Esa mañana estabas preparado el desayuno mientras que tú esposo, Lucifer, se encontraba arreglando una guitarra que encontró en la basura el día anterior, aunque tu le hayas dicho que no servía el se aferro a ella, no tuviste de otra mas que aceptar que la llevara a casa.
— 𝙲𝚘𝚛𝚊𝚣ó𝚗 de melón, de melón, melón, melón, melón, melón, melón, melón, Melón~ .... 𝙲𝚘𝚛𝚊𝚣ó𝚗~ — Entonó esa pequeña canción con la guitarra que había reparado.
Este estaba recargado en el marco de la puerta, mientras tocaba la guitarra para captar tu atención, logrando su objetivo, seguía cantando con gran amor en su voz, en si solo se sabe esa parte de la canción ya que de le habia hecho bonita para dedicarte la.

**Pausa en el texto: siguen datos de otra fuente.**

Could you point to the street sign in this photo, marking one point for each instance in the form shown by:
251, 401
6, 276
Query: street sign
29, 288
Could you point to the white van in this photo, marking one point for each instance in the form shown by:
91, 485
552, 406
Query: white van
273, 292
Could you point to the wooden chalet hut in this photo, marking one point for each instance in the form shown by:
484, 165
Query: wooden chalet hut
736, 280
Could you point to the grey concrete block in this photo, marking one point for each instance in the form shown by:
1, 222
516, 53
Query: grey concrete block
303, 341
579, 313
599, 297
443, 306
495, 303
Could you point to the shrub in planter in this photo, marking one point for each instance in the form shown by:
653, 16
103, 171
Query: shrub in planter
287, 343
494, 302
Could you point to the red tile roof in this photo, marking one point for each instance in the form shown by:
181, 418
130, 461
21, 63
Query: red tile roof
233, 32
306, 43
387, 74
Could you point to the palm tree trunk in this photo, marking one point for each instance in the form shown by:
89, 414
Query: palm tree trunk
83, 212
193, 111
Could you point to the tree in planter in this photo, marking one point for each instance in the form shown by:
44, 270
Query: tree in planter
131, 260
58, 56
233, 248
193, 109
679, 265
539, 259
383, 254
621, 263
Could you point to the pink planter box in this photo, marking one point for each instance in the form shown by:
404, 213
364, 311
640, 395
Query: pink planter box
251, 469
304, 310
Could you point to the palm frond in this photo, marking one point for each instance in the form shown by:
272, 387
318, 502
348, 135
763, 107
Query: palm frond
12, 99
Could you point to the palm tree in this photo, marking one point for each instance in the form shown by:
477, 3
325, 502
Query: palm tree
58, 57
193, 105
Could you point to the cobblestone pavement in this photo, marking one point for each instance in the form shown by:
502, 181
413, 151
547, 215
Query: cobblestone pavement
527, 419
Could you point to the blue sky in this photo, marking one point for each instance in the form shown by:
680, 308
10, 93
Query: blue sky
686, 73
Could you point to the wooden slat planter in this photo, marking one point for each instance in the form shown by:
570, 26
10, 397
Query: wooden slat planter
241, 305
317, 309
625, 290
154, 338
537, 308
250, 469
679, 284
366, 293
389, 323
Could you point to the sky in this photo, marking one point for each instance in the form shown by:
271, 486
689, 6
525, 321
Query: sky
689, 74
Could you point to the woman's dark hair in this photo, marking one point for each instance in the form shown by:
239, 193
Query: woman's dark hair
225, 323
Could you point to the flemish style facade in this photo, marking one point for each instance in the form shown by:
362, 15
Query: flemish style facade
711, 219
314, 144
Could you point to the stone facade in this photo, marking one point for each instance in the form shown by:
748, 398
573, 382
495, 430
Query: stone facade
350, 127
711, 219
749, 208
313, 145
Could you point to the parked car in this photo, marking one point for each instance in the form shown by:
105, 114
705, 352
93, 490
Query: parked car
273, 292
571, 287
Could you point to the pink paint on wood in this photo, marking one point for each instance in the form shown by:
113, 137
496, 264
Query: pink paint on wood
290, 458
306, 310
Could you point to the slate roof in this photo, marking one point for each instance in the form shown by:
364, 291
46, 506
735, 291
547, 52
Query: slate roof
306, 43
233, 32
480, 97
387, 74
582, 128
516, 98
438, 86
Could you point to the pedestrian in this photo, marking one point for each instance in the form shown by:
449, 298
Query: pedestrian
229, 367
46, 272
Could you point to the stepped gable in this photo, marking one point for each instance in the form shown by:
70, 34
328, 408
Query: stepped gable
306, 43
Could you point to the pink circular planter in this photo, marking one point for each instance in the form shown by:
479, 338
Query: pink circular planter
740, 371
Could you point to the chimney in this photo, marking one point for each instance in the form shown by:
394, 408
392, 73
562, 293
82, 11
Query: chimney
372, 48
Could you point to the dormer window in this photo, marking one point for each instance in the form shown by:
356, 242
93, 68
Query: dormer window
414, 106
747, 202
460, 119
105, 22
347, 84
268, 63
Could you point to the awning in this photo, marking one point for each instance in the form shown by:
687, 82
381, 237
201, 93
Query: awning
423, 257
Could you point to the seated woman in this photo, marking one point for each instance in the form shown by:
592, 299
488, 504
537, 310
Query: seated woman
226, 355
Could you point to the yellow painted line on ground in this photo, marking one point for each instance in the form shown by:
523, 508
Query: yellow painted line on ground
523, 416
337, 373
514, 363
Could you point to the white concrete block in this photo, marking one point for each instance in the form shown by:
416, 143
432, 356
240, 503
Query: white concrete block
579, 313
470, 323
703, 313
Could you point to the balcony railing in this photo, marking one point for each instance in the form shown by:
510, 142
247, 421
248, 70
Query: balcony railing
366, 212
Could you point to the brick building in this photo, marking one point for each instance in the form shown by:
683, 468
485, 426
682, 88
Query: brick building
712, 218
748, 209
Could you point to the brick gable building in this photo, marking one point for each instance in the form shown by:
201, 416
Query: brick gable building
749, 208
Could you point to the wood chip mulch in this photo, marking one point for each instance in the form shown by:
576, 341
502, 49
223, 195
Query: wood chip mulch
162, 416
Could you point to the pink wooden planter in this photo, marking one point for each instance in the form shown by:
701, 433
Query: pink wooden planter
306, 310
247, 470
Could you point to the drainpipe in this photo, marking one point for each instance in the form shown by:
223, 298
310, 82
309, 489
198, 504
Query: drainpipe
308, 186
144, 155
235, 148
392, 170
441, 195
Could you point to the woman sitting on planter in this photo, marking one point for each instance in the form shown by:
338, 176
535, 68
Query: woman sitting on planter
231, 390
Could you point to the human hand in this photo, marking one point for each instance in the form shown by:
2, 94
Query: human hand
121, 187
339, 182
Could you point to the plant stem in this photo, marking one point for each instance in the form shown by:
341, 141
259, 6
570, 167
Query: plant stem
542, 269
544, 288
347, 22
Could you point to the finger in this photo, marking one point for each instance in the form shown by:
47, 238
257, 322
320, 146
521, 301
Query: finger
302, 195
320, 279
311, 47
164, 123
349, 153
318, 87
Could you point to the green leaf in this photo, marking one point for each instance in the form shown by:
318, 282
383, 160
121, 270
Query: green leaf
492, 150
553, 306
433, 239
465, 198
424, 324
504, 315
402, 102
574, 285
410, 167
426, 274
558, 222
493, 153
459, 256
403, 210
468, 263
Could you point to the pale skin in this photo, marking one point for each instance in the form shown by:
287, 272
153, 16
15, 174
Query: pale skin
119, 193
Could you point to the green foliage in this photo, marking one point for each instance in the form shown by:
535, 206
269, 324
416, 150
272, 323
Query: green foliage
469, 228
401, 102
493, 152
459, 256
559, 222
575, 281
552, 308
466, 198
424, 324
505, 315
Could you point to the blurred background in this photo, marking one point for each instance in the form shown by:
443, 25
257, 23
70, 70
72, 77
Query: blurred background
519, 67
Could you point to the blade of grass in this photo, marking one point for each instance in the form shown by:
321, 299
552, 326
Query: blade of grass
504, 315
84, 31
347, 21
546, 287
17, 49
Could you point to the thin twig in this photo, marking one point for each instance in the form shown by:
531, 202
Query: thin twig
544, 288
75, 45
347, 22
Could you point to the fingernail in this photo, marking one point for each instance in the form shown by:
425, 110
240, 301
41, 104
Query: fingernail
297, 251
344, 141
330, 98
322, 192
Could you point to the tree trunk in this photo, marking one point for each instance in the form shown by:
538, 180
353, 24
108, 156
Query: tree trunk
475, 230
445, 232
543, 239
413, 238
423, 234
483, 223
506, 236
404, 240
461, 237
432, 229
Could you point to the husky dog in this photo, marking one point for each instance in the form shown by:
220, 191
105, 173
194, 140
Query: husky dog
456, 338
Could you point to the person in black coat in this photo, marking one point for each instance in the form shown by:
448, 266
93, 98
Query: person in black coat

Al terminar de cantar de te queda mirando con una gran sonrisa y un brillo de amor en sus ojos.
— ¿Y?, ¿Te gustó la canción?, me tarde mucho en aprenderme los acordes solo para dedicarte la.. — Se muestra un tanto emocionado por saber tu respuesta pero nervioso a la vez ya que no sabe si te gusto.